“With being stuck here,” he replied; He had rather a bright gray eye with greenish lights in it, and he looked rational enough. But there was something fundamentally wrong with him.
“What makes you feel that way?” I asked, though for a moment I’d been prompted to inquire if they hadn’t let him out a little too soon.
“Because I wouldn’t have seen you, who should be wearing a crescent moon on your brow, if my good friend Hyacinthe hadn’t mired herself in this mud-hole,” he had the effrontery to tell me.
“Is there anything so remarkably consolatory in that vision?” I asked, deciding that I might as well convince him he wasn’t confronting an untutored she-coolie of the prairie. Whereupon he studied me more pointedly and more impersonally than ever.
“It’s more than consolatory,” he said with an accentuating flourish of the little briar pipe. “It’s quite compensatory.”
It was rather ponderously clever, I suppose; but I was tired of both verbal quibbling and roadside gallantry.

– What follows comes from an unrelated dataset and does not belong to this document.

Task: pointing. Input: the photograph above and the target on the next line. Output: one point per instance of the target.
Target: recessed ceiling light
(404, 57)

“Do you want to get out of that hole?” I demanded. For it’s a law of the prairie-land, of course, never to side-step a stranger in distress.
“Not if it means an ending to this interview,” he told me.
It was my turn to eye him. But there wasn’t much warmth in the inspection.
“What are you trying to do?” I calmly inquired, for prairie life hadn’t exactly left me a shy and timorous gazelle in the haunts of that stalker known as Man.